Хан, хотя и продолжал сердиться на запорожского гетмана, но вынужден был признать, что казаки сделали все возможное, чтобы взять польский лагерь штурмом. Но ему стало понятно и то, что поляки готовы погибнуть все до единого, но лагерь сдавать не собираются. Тогда Ислам Гирей и Хмельницкий решили использовать путь дипломатии и начать переговоры в надежде убедить осажденных принять почетную капитуляцию. Региментари и Вишневецкий в ответ на предложение выслать своего представителя для переговоров, согласились, надеясь, во-первых, что, может быть, удастся убедить хана оставить Хмельницкого, а главное — с целью получить время для возведения фортификационных сооружений в местах, где они не были достроены.

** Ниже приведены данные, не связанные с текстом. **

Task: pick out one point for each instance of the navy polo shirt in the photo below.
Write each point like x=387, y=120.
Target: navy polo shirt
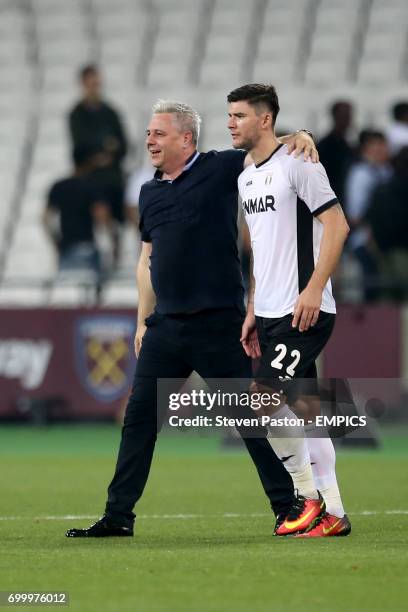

Ханский везирь Шафир Кази-ага и коронный хорунжий Конецпольский съехались посреди поля и, обменявшись приветственными речами, попытались склонить друг друга к миру на условиях, неприемлемых ни той, ни другой стороне. Все же Конецпольский никакого ответа на предложение везиря не дал, испросив время для обсуждения предложений татарской стороны. Таким образом, они тянули время еще в течение пяти дней, не имея намерения соглашаться на условия противной стороны. Особой пользы эта дипломатия никому не принесла, кроме того, что хан распустил отряды татар по всему краю и они привели из Малой Польши огромное количество ясыря из числа польского населения и на глазах поляков издевались над ним. Правда, и поляки со своей стороны, воспользовавшись кратким перемирием, успели дооборудовать лагерь. Гетман же все это время осматривал укрепления, возведенные противником, порой подъезжая к ним вплотную, в надежде выявить слабые места в обороне польского лагеря. В результате наблюдений, Хмельницкий слегка передвинув свой лагерь, закрыл им видимость своего тыла, где у самого пруда приказал вывести хорошо укрепленный шанец[20]. Разместив в него артиллерию и пехоту, он рассчитывал огнем орудий отрезать поляков от воды. Гетман также выбрал еще два — три слабых места в укреплениях поляков, куда предполагал нанести удар сразу после прекращения перемирия. Но и польские командиры эти приготовления казаков заметили и укрепили места, намеченные Хмельницким для штурма.

Наконец, Вишневецкому надоели татарские хитрости и на следующую встречу с везирем вместе с Конецпольским выехал он сам. Выслушав очередной поток лести в свой адрес, он с прямотой римлянина ответил везирю, что прекрасно понимает, как тот морочит им голову своими напрасными предложениями мира. «Мы могли бы поверить в истинность ваших предложений о мире, — резко заявил он везирю, — если бы в это время Хмельницкий не наводил на нас свои орудия, готовясь к штурму. Однако мы не против приязни между нами, которая больше подходит вам с нами, обоюдными рыцарями, чем с бродягами-казаками. Если хотите стать нашими побратимами, докажите свое стремление к согласию между нами на деле. Если же думаете иначе, то по-крайней мере, воюйте с нами открыто, не прибегая к скрытой измене!» Не слушая дальше велеречивого везиря, который вновь попытался напустить словесного тумана, оба польских вождя возвратились в свой лагерь.

вернуться

20

Шанец — четырехугольное фортификационное земляное сооружение.